DoD Vendor Database On Way
DoD Vendor Database On Way
The Defense Department is creating a central database of 300,000 contractors that will support electronic payments and could eventually become a governmentwide repository for federal contractor information.
DoD has tentatively set March 31 as the deadline for contractors to register in the Central Contractor Registration (CCR) database. After that date, only companies who are registered in the database will be able to bid on Defense Department contracts. Contractors have been slow to register, but DoD is sending out more than 300,000 letters to companies this month to remind them of the requirement. The department may push back the deadline if the pace of registration doesn't pick up.
The CCR database will include companies' basic information, including name, DUNS number, Tax ID number, address, major products and services and corporate status. In addition, the database will be used to collect electronic funds transfer information. Under the 1996 Debt Collection Improvement Act, agencies are required to use electronic transfers for all payments beginning Jan. 1, 1999. Proponents of the new database say it will also allow small companies around the country to be considered for contracts that in the past they have been excluded from, because the new database will make their information available to government offices nationwide.

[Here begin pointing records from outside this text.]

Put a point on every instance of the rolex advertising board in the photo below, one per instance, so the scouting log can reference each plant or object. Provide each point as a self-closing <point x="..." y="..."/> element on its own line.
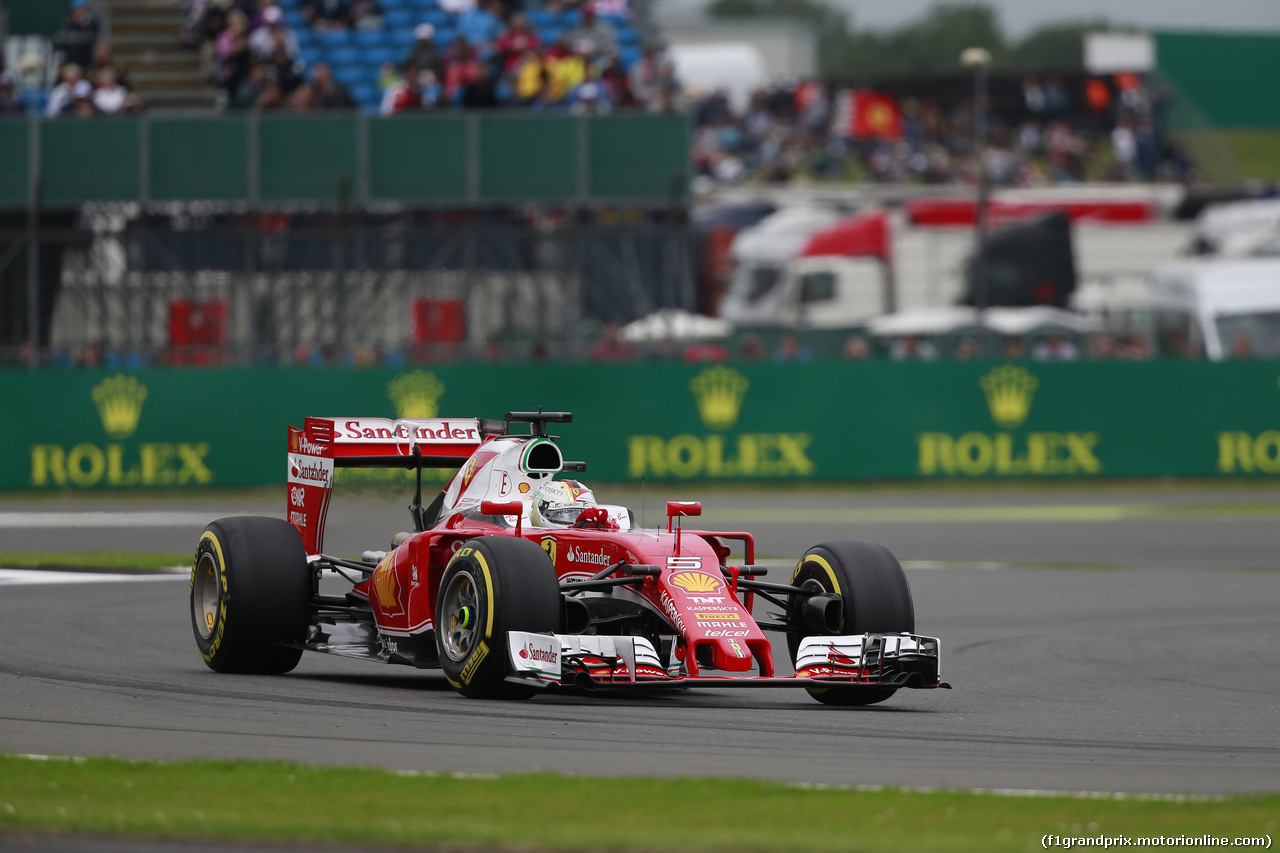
<point x="184" y="428"/>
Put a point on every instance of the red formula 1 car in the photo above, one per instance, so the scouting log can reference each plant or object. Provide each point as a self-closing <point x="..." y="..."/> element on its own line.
<point x="515" y="582"/>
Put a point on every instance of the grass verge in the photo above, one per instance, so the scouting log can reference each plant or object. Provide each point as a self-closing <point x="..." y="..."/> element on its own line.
<point x="277" y="801"/>
<point x="103" y="560"/>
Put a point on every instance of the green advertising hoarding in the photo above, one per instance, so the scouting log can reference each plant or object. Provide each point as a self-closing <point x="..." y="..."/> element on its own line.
<point x="668" y="422"/>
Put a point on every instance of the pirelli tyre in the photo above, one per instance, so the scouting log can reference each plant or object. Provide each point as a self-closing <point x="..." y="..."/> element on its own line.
<point x="493" y="585"/>
<point x="874" y="597"/>
<point x="250" y="594"/>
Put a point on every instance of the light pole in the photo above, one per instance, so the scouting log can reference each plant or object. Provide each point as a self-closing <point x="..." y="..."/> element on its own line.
<point x="978" y="59"/>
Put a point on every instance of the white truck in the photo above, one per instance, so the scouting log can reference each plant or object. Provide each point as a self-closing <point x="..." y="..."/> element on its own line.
<point x="1220" y="308"/>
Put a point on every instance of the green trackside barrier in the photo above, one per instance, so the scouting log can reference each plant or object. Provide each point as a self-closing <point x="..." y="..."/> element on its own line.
<point x="452" y="159"/>
<point x="667" y="422"/>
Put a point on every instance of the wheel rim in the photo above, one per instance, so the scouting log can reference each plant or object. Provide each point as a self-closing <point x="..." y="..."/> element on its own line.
<point x="206" y="592"/>
<point x="461" y="616"/>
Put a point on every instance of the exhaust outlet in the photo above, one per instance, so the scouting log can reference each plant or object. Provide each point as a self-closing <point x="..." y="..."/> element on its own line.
<point x="823" y="612"/>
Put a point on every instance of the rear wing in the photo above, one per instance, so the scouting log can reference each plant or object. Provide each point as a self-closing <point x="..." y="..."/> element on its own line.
<point x="324" y="443"/>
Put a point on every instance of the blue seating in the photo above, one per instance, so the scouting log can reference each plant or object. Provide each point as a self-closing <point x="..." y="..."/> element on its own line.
<point x="350" y="74"/>
<point x="398" y="18"/>
<point x="402" y="39"/>
<point x="375" y="56"/>
<point x="343" y="55"/>
<point x="334" y="37"/>
<point x="368" y="37"/>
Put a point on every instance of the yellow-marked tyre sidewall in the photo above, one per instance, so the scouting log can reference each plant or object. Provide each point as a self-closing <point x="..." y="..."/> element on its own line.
<point x="264" y="596"/>
<point x="478" y="673"/>
<point x="519" y="591"/>
<point x="874" y="596"/>
<point x="210" y="547"/>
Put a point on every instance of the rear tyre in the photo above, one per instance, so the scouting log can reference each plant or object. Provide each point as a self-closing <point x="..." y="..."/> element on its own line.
<point x="874" y="594"/>
<point x="493" y="585"/>
<point x="250" y="596"/>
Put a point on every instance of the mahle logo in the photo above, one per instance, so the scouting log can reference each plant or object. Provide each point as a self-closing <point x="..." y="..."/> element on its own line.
<point x="415" y="395"/>
<point x="1009" y="391"/>
<point x="718" y="392"/>
<point x="119" y="405"/>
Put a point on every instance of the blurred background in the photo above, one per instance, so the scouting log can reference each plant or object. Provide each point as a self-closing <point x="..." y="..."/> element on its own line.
<point x="714" y="188"/>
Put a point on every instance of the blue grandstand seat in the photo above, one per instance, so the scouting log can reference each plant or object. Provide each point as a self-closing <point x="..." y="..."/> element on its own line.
<point x="402" y="39"/>
<point x="365" y="94"/>
<point x="370" y="37"/>
<point x="334" y="37"/>
<point x="343" y="55"/>
<point x="400" y="18"/>
<point x="375" y="56"/>
<point x="350" y="74"/>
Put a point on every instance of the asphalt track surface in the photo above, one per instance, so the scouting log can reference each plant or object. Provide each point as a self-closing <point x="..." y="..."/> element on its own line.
<point x="1120" y="638"/>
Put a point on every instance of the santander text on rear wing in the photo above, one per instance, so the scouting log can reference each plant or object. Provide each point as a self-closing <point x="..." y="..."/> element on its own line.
<point x="325" y="443"/>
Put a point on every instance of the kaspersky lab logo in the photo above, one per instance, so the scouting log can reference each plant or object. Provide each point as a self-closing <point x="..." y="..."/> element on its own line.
<point x="718" y="395"/>
<point x="415" y="395"/>
<point x="1009" y="392"/>
<point x="119" y="401"/>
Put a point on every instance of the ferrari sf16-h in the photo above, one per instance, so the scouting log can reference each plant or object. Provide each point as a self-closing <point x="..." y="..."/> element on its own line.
<point x="515" y="582"/>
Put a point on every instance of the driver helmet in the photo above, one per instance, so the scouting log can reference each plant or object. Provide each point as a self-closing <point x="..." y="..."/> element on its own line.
<point x="560" y="502"/>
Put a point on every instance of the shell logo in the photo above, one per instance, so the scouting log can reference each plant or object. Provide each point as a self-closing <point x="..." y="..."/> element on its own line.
<point x="695" y="582"/>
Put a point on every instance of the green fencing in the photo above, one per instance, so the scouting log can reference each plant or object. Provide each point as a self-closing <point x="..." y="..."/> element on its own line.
<point x="667" y="422"/>
<point x="1221" y="81"/>
<point x="455" y="159"/>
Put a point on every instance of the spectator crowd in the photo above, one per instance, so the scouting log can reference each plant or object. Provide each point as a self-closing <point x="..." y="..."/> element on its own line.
<point x="88" y="82"/>
<point x="458" y="53"/>
<point x="1110" y="129"/>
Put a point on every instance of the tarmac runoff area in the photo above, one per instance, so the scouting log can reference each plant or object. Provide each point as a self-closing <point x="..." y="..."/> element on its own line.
<point x="1120" y="639"/>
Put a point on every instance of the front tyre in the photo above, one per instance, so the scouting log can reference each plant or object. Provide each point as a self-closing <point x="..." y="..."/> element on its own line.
<point x="250" y="594"/>
<point x="876" y="598"/>
<point x="493" y="585"/>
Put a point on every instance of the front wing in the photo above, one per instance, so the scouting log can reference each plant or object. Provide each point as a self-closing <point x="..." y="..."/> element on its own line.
<point x="620" y="662"/>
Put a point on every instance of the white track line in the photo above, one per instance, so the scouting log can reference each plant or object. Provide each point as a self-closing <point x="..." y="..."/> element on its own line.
<point x="37" y="576"/>
<point x="154" y="519"/>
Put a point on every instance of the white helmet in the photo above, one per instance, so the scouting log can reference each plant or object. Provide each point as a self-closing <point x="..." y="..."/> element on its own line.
<point x="560" y="502"/>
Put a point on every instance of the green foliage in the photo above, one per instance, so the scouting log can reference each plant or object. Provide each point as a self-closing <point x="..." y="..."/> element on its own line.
<point x="926" y="48"/>
<point x="278" y="801"/>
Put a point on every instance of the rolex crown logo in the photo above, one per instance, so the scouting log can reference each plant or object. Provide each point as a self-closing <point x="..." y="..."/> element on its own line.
<point x="1009" y="391"/>
<point x="718" y="392"/>
<point x="119" y="405"/>
<point x="415" y="395"/>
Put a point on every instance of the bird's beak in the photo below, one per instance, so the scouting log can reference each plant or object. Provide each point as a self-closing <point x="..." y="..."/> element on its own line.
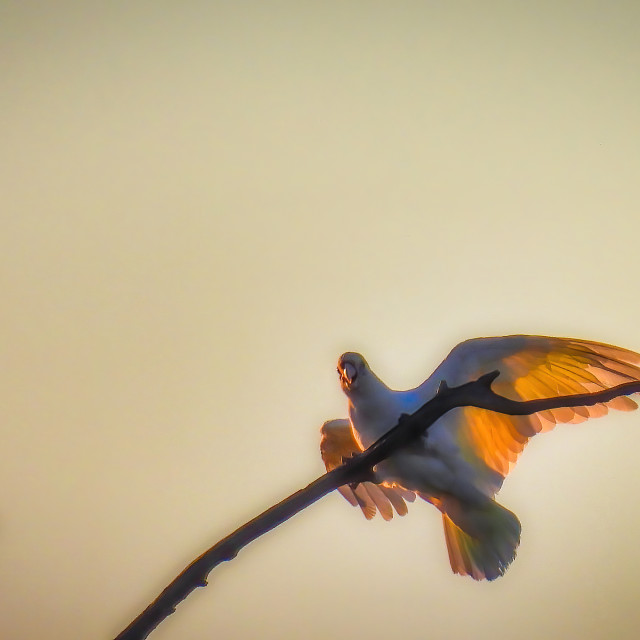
<point x="347" y="374"/>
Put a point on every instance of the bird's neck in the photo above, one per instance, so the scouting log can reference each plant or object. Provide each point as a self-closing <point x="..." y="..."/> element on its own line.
<point x="373" y="411"/>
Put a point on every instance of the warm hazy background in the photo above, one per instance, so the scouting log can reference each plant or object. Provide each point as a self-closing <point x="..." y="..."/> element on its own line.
<point x="205" y="203"/>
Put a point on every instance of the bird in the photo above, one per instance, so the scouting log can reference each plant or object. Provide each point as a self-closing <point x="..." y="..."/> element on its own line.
<point x="461" y="461"/>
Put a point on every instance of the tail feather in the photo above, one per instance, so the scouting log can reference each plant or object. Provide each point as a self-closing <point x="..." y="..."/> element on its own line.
<point x="489" y="550"/>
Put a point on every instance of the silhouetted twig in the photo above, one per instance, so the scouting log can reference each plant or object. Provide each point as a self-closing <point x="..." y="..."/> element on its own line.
<point x="358" y="469"/>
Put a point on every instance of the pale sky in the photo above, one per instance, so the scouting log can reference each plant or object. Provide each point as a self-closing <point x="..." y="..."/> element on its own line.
<point x="205" y="203"/>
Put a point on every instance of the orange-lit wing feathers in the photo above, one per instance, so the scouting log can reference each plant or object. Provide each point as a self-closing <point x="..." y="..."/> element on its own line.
<point x="337" y="444"/>
<point x="541" y="367"/>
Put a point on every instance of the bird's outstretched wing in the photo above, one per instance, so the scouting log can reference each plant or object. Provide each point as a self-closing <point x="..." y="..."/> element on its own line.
<point x="530" y="367"/>
<point x="336" y="445"/>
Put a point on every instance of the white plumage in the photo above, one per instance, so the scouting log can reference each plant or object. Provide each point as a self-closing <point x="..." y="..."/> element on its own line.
<point x="461" y="462"/>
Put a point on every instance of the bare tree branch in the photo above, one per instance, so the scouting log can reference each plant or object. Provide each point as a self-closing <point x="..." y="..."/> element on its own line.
<point x="358" y="469"/>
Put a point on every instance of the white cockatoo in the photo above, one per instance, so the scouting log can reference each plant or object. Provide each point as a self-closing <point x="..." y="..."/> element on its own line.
<point x="461" y="461"/>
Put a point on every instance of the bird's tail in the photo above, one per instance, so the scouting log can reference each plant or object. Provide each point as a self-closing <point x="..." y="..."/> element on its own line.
<point x="482" y="541"/>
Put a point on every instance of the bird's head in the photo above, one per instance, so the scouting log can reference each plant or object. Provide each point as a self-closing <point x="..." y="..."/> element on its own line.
<point x="353" y="370"/>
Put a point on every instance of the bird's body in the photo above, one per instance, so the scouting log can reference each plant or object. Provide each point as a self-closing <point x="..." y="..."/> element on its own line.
<point x="460" y="463"/>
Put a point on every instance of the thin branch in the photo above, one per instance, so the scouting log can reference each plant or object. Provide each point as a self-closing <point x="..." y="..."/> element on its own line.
<point x="475" y="394"/>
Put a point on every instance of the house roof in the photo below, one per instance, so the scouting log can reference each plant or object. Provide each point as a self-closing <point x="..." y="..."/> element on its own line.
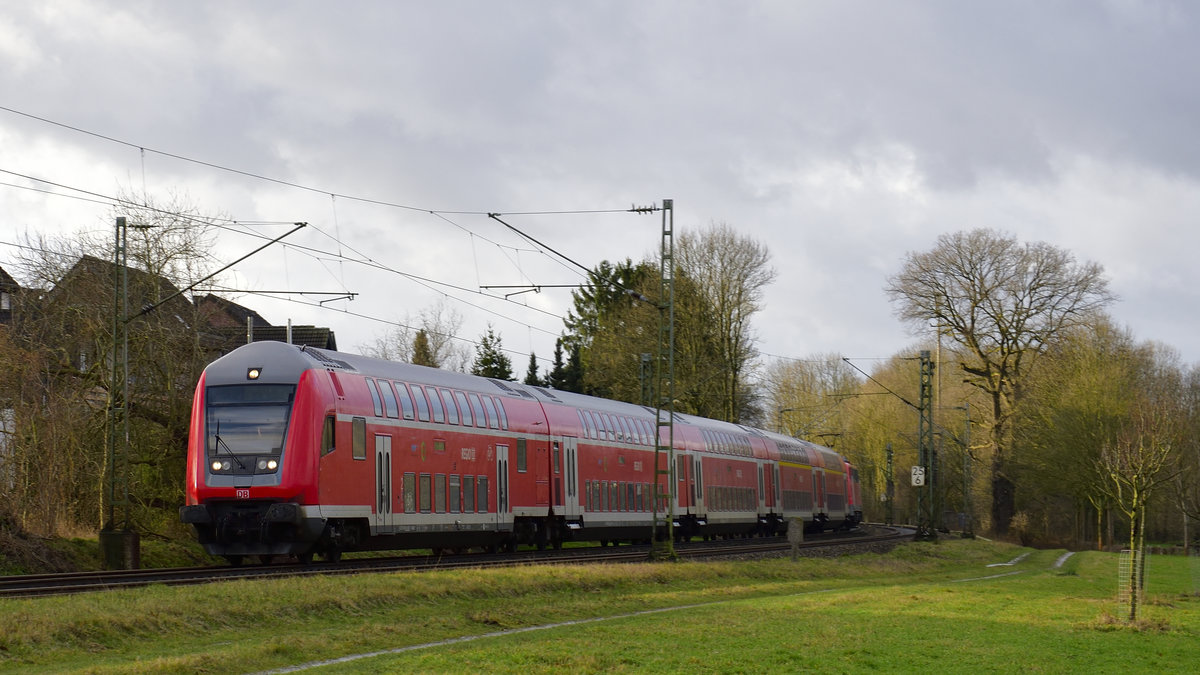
<point x="220" y="312"/>
<point x="310" y="335"/>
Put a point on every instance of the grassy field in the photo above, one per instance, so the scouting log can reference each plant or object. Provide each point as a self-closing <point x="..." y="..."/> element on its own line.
<point x="921" y="608"/>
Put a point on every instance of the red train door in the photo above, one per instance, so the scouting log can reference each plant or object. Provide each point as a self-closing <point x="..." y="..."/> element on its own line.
<point x="502" y="487"/>
<point x="567" y="478"/>
<point x="383" y="484"/>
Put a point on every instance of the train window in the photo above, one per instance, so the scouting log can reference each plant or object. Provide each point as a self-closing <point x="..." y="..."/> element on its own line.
<point x="328" y="436"/>
<point x="439" y="414"/>
<point x="463" y="407"/>
<point x="389" y="399"/>
<point x="425" y="493"/>
<point x="375" y="396"/>
<point x="493" y="418"/>
<point x="504" y="416"/>
<point x="451" y="410"/>
<point x="478" y="408"/>
<point x="409" y="493"/>
<point x="585" y="424"/>
<point x="406" y="401"/>
<point x="606" y="432"/>
<point x="359" y="437"/>
<point x="423" y="404"/>
<point x="468" y="494"/>
<point x="455" y="493"/>
<point x="601" y="435"/>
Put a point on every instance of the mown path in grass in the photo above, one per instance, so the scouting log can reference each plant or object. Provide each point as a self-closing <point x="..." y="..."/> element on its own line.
<point x="921" y="607"/>
<point x="1045" y="614"/>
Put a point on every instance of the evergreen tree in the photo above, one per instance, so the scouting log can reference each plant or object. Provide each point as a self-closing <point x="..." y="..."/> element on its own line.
<point x="532" y="372"/>
<point x="490" y="358"/>
<point x="557" y="376"/>
<point x="423" y="352"/>
<point x="573" y="375"/>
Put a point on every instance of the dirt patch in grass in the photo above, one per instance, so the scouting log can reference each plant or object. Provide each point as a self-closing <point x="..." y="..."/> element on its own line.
<point x="22" y="553"/>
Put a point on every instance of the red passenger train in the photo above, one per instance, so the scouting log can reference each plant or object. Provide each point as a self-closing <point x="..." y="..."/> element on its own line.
<point x="300" y="452"/>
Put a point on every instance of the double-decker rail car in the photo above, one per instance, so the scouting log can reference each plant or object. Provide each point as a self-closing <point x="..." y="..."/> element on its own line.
<point x="301" y="452"/>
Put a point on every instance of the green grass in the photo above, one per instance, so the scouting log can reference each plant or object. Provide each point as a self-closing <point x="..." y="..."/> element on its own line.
<point x="900" y="611"/>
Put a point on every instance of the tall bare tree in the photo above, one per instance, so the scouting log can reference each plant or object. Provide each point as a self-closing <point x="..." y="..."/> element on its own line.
<point x="63" y="330"/>
<point x="731" y="273"/>
<point x="1002" y="302"/>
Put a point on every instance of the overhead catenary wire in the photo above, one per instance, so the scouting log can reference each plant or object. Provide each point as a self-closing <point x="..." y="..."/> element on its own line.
<point x="443" y="214"/>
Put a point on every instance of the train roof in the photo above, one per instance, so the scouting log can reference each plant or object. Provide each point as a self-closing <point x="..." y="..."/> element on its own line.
<point x="287" y="360"/>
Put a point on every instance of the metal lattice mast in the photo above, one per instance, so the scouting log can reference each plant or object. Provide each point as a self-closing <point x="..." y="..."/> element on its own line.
<point x="118" y="488"/>
<point x="663" y="543"/>
<point x="925" y="502"/>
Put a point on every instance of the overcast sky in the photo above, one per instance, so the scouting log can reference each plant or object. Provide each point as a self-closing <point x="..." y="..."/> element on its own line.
<point x="840" y="135"/>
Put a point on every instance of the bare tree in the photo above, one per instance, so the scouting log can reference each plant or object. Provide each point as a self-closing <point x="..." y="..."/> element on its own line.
<point x="1002" y="302"/>
<point x="807" y="395"/>
<point x="430" y="339"/>
<point x="731" y="272"/>
<point x="61" y="339"/>
<point x="1141" y="458"/>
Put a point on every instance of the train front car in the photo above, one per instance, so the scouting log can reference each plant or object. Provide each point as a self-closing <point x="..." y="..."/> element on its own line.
<point x="253" y="452"/>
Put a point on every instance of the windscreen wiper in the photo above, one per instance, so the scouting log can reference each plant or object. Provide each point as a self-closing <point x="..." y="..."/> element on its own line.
<point x="227" y="448"/>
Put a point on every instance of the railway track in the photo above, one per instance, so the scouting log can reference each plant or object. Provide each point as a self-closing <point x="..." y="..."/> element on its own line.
<point x="40" y="585"/>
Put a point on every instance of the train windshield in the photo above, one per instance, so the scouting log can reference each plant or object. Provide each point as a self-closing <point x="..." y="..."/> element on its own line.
<point x="247" y="419"/>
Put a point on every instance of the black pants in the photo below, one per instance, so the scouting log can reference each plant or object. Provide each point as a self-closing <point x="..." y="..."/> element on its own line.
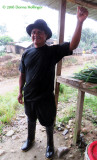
<point x="44" y="110"/>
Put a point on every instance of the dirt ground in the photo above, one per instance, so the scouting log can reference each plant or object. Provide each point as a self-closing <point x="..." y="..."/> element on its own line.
<point x="10" y="145"/>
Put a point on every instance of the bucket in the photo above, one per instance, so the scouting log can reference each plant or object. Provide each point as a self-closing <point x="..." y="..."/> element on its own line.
<point x="91" y="151"/>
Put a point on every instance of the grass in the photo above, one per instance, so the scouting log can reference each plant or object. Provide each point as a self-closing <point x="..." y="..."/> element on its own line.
<point x="69" y="95"/>
<point x="8" y="107"/>
<point x="2" y="53"/>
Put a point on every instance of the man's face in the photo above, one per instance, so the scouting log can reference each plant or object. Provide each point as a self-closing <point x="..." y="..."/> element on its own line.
<point x="38" y="37"/>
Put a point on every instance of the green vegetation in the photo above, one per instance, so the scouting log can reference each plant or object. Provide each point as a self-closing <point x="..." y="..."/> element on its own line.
<point x="88" y="38"/>
<point x="69" y="95"/>
<point x="2" y="53"/>
<point x="5" y="40"/>
<point x="87" y="75"/>
<point x="8" y="107"/>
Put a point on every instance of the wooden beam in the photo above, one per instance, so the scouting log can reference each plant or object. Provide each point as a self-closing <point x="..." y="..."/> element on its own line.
<point x="78" y="117"/>
<point x="62" y="12"/>
<point x="78" y="84"/>
<point x="84" y="3"/>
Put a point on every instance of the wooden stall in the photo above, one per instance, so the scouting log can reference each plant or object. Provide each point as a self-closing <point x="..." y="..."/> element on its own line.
<point x="70" y="6"/>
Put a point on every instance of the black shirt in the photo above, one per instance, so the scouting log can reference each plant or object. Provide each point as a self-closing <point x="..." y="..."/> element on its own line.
<point x="38" y="64"/>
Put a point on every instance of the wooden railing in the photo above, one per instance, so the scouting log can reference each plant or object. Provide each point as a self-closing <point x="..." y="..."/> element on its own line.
<point x="82" y="88"/>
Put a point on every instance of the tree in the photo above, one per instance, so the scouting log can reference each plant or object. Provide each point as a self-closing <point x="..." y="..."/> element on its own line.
<point x="5" y="40"/>
<point x="88" y="37"/>
<point x="25" y="38"/>
<point x="3" y="29"/>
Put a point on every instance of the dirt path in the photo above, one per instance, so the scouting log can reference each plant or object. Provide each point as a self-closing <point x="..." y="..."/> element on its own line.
<point x="8" y="85"/>
<point x="10" y="146"/>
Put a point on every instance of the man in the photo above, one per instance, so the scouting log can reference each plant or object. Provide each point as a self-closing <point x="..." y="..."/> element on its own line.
<point x="37" y="71"/>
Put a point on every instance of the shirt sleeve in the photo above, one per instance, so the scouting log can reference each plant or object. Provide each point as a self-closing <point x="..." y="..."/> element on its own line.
<point x="22" y="66"/>
<point x="61" y="51"/>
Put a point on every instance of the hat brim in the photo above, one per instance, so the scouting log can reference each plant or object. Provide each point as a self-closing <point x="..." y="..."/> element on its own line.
<point x="46" y="29"/>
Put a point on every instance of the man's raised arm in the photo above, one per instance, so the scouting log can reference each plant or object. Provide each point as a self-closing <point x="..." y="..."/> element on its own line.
<point x="82" y="14"/>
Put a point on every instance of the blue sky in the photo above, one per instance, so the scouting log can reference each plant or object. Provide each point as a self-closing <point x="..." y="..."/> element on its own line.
<point x="16" y="19"/>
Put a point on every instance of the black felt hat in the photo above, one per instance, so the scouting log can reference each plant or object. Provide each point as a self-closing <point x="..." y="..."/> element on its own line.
<point x="39" y="24"/>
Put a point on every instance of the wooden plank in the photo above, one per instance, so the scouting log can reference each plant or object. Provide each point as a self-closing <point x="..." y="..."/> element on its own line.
<point x="61" y="39"/>
<point x="84" y="3"/>
<point x="78" y="117"/>
<point x="79" y="84"/>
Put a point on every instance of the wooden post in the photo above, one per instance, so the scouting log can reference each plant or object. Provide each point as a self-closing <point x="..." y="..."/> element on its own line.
<point x="78" y="117"/>
<point x="61" y="40"/>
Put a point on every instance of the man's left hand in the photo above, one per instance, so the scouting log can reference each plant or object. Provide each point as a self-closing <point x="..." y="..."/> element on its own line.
<point x="82" y="14"/>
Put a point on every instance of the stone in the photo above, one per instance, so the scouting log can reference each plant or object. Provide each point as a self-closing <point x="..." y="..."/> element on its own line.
<point x="70" y="122"/>
<point x="71" y="136"/>
<point x="65" y="132"/>
<point x="84" y="130"/>
<point x="61" y="151"/>
<point x="10" y="133"/>
<point x="66" y="138"/>
<point x="68" y="126"/>
<point x="22" y="116"/>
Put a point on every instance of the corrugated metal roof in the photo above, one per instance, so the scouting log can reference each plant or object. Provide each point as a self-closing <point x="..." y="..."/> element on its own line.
<point x="91" y="5"/>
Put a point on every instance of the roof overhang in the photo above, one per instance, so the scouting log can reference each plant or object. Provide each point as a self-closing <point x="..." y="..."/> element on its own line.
<point x="71" y="6"/>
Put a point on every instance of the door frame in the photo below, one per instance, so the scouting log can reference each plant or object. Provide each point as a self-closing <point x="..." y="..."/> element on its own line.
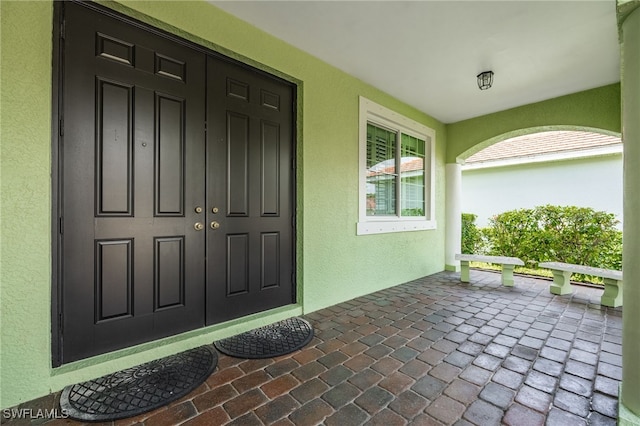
<point x="57" y="138"/>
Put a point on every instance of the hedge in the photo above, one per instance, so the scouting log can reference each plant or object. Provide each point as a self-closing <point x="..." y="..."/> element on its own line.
<point x="578" y="235"/>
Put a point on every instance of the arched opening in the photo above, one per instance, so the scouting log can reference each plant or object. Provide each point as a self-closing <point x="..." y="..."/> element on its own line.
<point x="556" y="166"/>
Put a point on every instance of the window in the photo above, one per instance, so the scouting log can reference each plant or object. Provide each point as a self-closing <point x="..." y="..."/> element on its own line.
<point x="396" y="172"/>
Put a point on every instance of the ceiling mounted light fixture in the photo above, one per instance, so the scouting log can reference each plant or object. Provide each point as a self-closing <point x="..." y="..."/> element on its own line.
<point x="485" y="80"/>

Putting the CCR database together has not proven to be an easy task. An initial deadline, Sept. 30, 1997, was postponed because DoD decided to create seed files for the database by drawing from data in contractor databases the government already maintains. The form for gathering contractor data has also changed. Originally, it was six pages long; now it is only two pages.
DoD offices around the country have teamed up to build the database. The Defense Manpower Data Center in Monterey, Calif., merged databases, eliminated duplicate information, and validated DUNS numbers. It then populated the seed files for the CCR database with electronic funds transfer information from the Defense Finance and Accounting Service. Regional electronic commerce resource centers in Palestine, Texas, and Johnstown, Pa., are in charge of processing vendors' mailed-in forms. The Defense Information Systems Agency maintains a Web site for CCR online registration. The Defense Logistics Services Center in Battle Creek, Mich., is developing interfaces for the database, including an interactive telephone system that will allow DoD contracting offices to check whether a company is registered in the database.
Terrence D. Hunt, the Defense Logistics Agency's program manager for CCR, said the department is taking an incremental approach to the project.
"If we try to do too much too soon, we'll come out unsuccessful," Hunt said.
The CCR database may eventually be used governmentwide, though for now it is limited to Defense Department contractors.
"We're going out first," Hunt said. "The other agencies are saying, 'Let's see how it works.'"
The department plans to be able to use the CCR database as the central interface for numerous other systems, including the DoD Standard Procurement System, the Shared Data Warehouse, the DoD past performance database and the Electronic Document Access System.